Pare che tutto questo sfugga sempre più ai tecnocrati del ministero dell’istruzione. Pare per esempio che l’orale del nuovo esame di maturità debba essere un mega-test, un quizzone, dove persino il momento per me fondamentale della interazione intellettuale, dialettica ed emotiva tra educatore ed educando che sono i colloqui orali, sarà spersonalizzato e banalizzato. Pare che il nuovo orale si baserà sulla scelta di tre buste contenenti ciascuna una serie prestabilita di domande legate da un qualche file rouge tematico, su di una interrogazione pre-scritta insomma, prevedibilmente nozionistica, ma soprattutto sottratta alla estemporaneità socratica del confronto tra docente e allievo che è un confronto vivo di persone, un dibattito tanto più fruttuoso quanto meno prevedibile nei suoi sviluppi. Un colloquio orale che si rispetti, a mio avviso, si sa da dove parte, ma non proprio dove possa arrivare. Anche da questa im-programmabile libertà di sviluppo si misura la bravura e la maturità dell’esaminando (oltre che quella dell’esaminatore).
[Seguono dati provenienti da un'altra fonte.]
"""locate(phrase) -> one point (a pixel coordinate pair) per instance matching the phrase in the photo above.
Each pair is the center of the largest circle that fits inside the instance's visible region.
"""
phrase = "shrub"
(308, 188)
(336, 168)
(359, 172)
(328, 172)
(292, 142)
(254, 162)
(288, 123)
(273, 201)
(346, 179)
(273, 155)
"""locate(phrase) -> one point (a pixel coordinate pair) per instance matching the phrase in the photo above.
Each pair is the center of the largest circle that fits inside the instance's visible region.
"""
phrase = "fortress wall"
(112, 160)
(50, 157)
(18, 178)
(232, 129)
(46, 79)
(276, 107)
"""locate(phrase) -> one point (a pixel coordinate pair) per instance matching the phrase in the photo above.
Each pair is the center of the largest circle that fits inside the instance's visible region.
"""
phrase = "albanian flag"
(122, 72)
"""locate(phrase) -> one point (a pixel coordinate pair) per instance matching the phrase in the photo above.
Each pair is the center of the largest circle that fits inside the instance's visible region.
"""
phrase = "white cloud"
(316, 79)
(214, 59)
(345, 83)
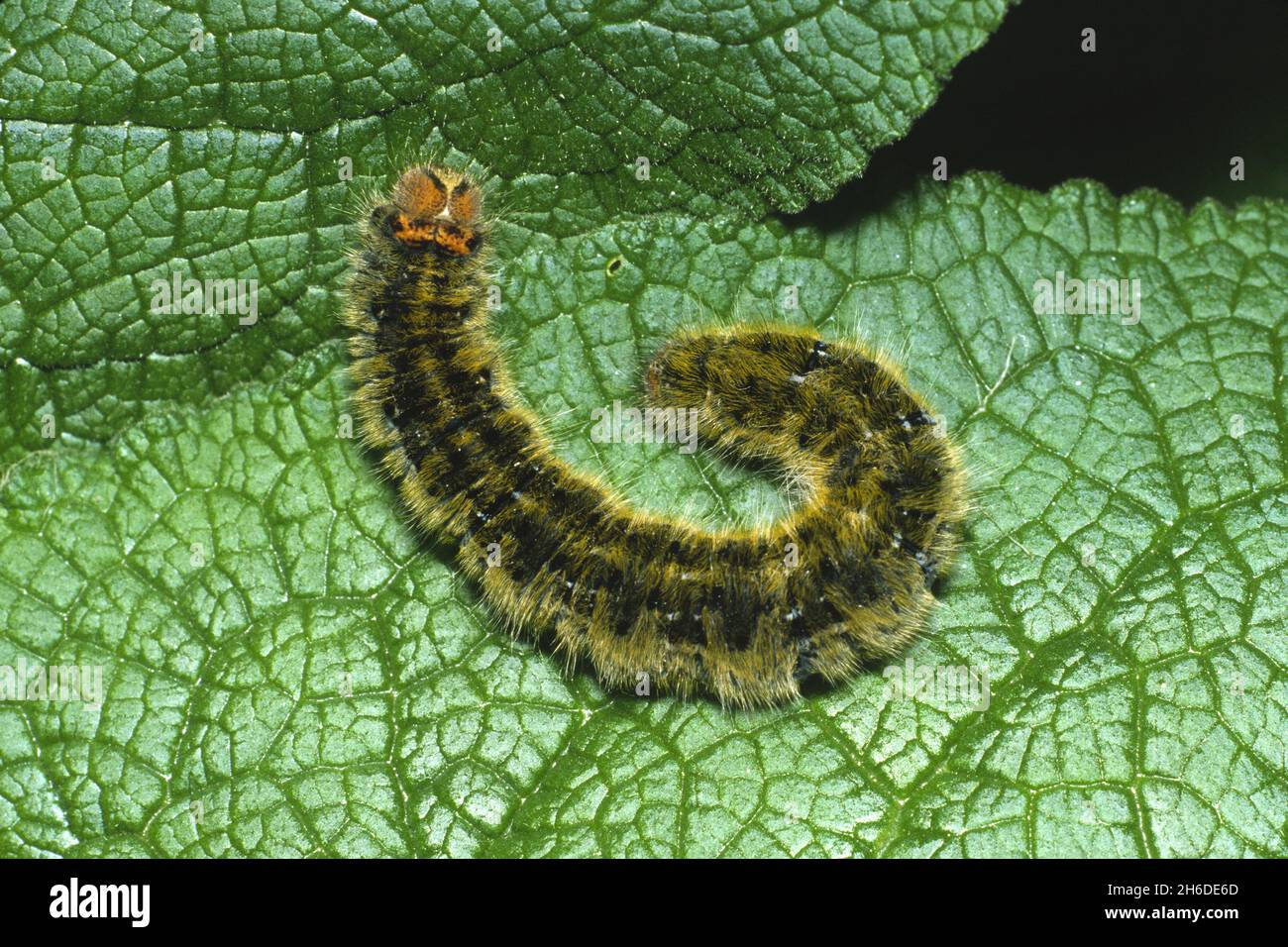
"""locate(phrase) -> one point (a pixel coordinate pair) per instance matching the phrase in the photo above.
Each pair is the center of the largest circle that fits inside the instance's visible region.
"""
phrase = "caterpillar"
(742, 615)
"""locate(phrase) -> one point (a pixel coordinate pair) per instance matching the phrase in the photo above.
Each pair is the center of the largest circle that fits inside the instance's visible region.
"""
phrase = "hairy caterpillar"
(742, 615)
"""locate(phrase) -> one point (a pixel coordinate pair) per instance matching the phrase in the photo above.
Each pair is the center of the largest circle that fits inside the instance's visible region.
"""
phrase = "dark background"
(1173, 90)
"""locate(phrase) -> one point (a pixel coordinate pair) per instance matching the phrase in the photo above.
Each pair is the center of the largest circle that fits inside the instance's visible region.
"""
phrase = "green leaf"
(287, 671)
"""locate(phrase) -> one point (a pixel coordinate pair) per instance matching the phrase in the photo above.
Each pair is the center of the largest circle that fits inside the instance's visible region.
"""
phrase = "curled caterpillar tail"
(743, 615)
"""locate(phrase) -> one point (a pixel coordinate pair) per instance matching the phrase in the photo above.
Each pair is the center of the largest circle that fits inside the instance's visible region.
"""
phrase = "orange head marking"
(420, 192)
(436, 209)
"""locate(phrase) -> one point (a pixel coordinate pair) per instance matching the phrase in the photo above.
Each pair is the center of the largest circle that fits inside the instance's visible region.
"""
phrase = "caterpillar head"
(433, 210)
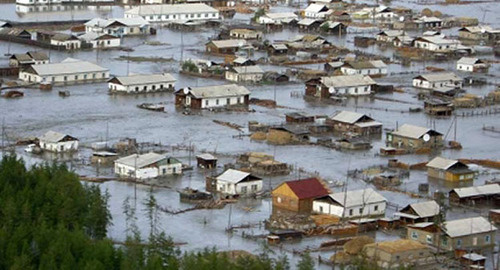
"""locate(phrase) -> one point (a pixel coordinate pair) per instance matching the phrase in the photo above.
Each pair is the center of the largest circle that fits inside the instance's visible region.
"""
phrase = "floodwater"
(89, 111)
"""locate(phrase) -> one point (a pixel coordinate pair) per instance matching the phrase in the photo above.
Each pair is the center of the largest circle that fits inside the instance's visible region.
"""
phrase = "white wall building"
(150, 165)
(69, 70)
(351, 204)
(57, 142)
(142, 83)
(237, 182)
(174, 13)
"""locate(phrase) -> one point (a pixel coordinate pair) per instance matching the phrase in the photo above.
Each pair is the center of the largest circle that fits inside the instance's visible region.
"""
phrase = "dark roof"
(308, 188)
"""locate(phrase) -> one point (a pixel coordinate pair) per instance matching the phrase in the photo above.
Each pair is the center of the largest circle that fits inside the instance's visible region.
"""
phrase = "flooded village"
(350, 131)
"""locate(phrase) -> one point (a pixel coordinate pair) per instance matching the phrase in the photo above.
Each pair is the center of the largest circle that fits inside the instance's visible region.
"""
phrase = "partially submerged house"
(398, 253)
(252, 74)
(466, 234)
(208, 97)
(374, 68)
(142, 83)
(414, 137)
(150, 165)
(351, 204)
(449, 170)
(57, 142)
(346, 121)
(485, 194)
(298, 195)
(345, 85)
(69, 70)
(419, 212)
(234, 182)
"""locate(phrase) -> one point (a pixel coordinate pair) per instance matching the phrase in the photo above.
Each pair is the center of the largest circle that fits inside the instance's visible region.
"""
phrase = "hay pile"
(354, 246)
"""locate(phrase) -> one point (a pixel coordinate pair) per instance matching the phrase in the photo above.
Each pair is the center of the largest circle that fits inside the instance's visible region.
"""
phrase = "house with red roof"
(298, 195)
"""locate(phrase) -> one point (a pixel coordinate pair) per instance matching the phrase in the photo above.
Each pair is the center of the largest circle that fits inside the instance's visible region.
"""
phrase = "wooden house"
(298, 195)
(449, 170)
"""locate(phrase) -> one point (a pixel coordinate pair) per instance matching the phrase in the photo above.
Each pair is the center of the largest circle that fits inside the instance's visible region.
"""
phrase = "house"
(317, 11)
(334, 28)
(433, 81)
(277, 18)
(228, 46)
(351, 204)
(449, 170)
(398, 254)
(374, 68)
(118, 26)
(245, 74)
(236, 182)
(150, 165)
(349, 85)
(436, 44)
(69, 70)
(346, 121)
(57, 142)
(210, 97)
(486, 194)
(414, 137)
(247, 34)
(388, 36)
(475, 233)
(174, 13)
(206, 161)
(419, 212)
(277, 49)
(27, 59)
(100, 40)
(142, 83)
(425, 22)
(471, 64)
(298, 195)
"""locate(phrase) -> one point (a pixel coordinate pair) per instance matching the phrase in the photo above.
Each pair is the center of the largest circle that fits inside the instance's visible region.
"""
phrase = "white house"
(351, 204)
(317, 11)
(277, 18)
(101, 40)
(142, 83)
(371, 68)
(57, 142)
(436, 44)
(245, 74)
(236, 182)
(438, 80)
(69, 70)
(351, 85)
(119, 26)
(471, 64)
(150, 165)
(174, 13)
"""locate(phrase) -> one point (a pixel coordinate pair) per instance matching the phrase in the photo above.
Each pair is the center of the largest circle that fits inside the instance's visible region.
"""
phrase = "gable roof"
(307, 188)
(467, 226)
(357, 197)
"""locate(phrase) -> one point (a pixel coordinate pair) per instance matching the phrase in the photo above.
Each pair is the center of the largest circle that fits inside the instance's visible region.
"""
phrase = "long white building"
(174, 13)
(69, 70)
(142, 83)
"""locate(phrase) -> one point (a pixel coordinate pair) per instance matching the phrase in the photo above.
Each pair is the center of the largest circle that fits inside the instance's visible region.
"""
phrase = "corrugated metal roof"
(347, 81)
(441, 163)
(171, 9)
(477, 190)
(68, 66)
(145, 79)
(232, 176)
(358, 197)
(468, 226)
(227, 90)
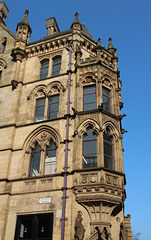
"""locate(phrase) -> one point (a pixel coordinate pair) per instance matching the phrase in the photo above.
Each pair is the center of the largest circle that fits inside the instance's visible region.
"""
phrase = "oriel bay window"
(43, 162)
(47, 108)
(89, 97)
(34, 227)
(108, 150)
(89, 155)
(106, 99)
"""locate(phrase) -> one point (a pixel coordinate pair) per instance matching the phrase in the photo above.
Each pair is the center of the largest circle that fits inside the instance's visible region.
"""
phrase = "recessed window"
(40, 108)
(50, 159)
(106, 99)
(34, 227)
(0, 74)
(44, 69)
(53, 106)
(89, 156)
(89, 97)
(56, 66)
(3, 46)
(35, 162)
(37, 157)
(108, 150)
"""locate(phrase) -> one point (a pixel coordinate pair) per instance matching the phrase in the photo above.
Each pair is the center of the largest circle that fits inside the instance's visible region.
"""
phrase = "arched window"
(108, 150)
(3, 45)
(35, 161)
(40, 109)
(0, 75)
(106, 99)
(37, 158)
(50, 159)
(56, 66)
(44, 69)
(89, 156)
(89, 97)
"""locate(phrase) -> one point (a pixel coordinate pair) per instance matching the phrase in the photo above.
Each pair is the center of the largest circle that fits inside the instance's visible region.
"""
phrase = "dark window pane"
(44, 69)
(34, 227)
(106, 99)
(53, 107)
(50, 159)
(89, 89)
(40, 108)
(35, 162)
(56, 66)
(89, 97)
(0, 75)
(89, 158)
(108, 151)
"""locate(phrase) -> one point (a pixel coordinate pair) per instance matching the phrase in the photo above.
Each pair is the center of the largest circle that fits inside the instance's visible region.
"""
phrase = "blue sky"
(129, 25)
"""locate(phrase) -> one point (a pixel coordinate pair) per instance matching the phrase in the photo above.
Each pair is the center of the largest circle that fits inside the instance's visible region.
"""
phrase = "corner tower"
(61, 154)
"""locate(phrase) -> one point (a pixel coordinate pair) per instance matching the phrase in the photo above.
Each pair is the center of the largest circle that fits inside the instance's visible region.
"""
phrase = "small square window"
(34, 227)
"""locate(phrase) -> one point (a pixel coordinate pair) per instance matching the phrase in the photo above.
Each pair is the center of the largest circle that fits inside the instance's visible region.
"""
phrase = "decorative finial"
(26, 12)
(76, 14)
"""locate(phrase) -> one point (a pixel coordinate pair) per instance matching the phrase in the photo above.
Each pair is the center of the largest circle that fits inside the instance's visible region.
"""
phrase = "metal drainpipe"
(66, 141)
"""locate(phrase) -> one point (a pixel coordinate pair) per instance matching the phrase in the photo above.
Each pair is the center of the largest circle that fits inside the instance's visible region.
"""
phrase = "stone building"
(61, 159)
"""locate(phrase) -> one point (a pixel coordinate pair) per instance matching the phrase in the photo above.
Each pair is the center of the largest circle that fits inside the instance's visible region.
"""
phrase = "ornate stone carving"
(79, 229)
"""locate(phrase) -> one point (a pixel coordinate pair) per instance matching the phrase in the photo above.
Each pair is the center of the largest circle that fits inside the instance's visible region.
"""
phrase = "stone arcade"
(61, 159)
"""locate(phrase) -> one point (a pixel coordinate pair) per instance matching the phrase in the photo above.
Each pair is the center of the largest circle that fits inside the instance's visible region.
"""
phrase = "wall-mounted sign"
(44, 200)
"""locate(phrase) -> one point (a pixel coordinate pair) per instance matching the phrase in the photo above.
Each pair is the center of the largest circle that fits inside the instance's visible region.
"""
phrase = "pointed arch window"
(50, 159)
(108, 150)
(3, 46)
(56, 66)
(44, 69)
(106, 99)
(89, 156)
(43, 161)
(0, 75)
(89, 97)
(35, 161)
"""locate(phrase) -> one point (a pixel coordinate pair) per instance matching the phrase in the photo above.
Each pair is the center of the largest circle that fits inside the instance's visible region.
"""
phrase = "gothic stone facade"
(51, 154)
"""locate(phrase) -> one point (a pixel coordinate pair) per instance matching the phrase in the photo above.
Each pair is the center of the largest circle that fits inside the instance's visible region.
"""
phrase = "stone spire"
(76, 24)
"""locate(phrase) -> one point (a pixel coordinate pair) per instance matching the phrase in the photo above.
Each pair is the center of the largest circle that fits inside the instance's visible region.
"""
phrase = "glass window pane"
(35, 162)
(44, 69)
(56, 66)
(40, 108)
(50, 159)
(89, 89)
(53, 107)
(89, 97)
(89, 156)
(106, 99)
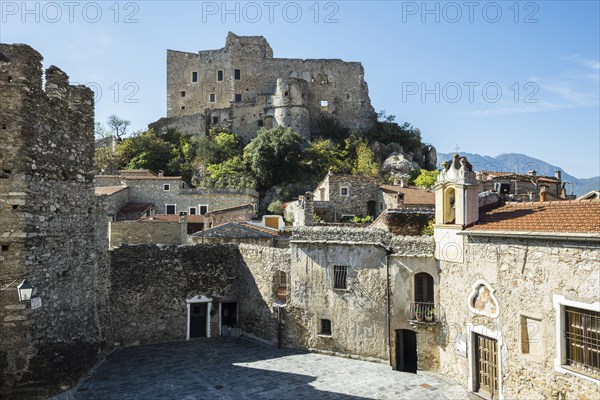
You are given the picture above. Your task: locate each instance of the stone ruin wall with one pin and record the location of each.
(48, 227)
(340, 84)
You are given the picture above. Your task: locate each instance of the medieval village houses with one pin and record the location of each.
(503, 298)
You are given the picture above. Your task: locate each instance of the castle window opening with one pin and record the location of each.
(340, 275)
(325, 327)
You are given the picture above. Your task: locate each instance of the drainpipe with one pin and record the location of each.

No invece: nel nome di una presunta oggettività di trattamento e di misurazione bisogna seguire un binario obbligato, un binario preordinato, un binario morto.
Credo che anche questo nuovo monstrum della maturità discenda dalla imperante concezione tecnocratica dell’istruzione che regna ormai nelle stanze della Minerva. La sua origine (anglosassone) la conosciamo bene. Ma da noi arrivano sempre le caricature e i cascami, il peggio del peggio, ahinoi. Cambiano i governi, ma non cambia l’apparato, il fantomatico Komintern anonimo o dai nomi astrusi (Invalsi, Indire ecc.) che partorisce e impone, da un governo all’altro, da un lustro all’altro, i frutti più deformi della propria malata (ed asservita ai soliti poteri) subcultura pedagogica.
Pareva che l’abolizione della famigerata tesina preludesse a un qualche tardivo ma beneaugurante rinsavimento, discendesse da una inaspettata ma benvenuta iniezione di buon senso. Invece no. Ecco la seconda prova, che per supplire all’abolizione della terza (che non era certo da buttar via, per la sua aderenza ai programmi effettivamente svolti e per l’esercizio di puntualità e di sintesi che richiedeva) pasticcia insieme un paio di materie con pretesa (teorica) ambiziosa di interdisciplinarità ed effetto (pratico) probabilissimo di confusione e di disorientamento (al classico non si traduce più un testo di versione: anzi sì, si traduce ancora, ma un pezzo più corto di latino o di greco, o forse un po` di latino e un po’ di greco; ma poi si aggiungono delle domande di comprensione del testo e di commento storico-letterario, come se uno, dopo aver tradotto male o addirittura frainteso un passo di Cicerone, possa poi interpretarlo e commentarlo bene…).
E poi, tornando a noi, ecco l’orale: prima l’esposizione della esperienza della ASL, cioè dell’Alternanza Scuola Lavoro (notoriamente magnifica e indimenticabile per i liceali…), poi l’estrazione delle buste (uno, due, tre) di cui sopra.
Diciamolo: per quello che vale ormai questo pezzo di carta nel mondo del lavoro o nel proseguimento degli studi universitari, mantenere a tutti i costi e a questo prezzo l’esame di maturità è non solo insensato, ma altamente nocivo. Deleterio cioè per insegnanti ed alunni, perché la distorta impostazione della prova finale obbliga purtroppo i primi come i secondi ad adeguarsi durante tutto il corso degli studi agli sciagurati pseudo-principi didattico-docimologici cui l’esame è ispirato. Cambiare continuamente (come sta avvenendo da anni) il tetto della scuola richiede infatti, per evitare crolli e dissesti, che si ristrutturino alla bell’e peggio e contro ogni regola dell’arte anche i muri portanti e le fondamenta. Mi si perdoni la metafora architettonica, che è tirata (è il caso di dire) con gli argani, ma penso che renda, meglio di ogni considerazione, il succo amaro di questa deprimente storia.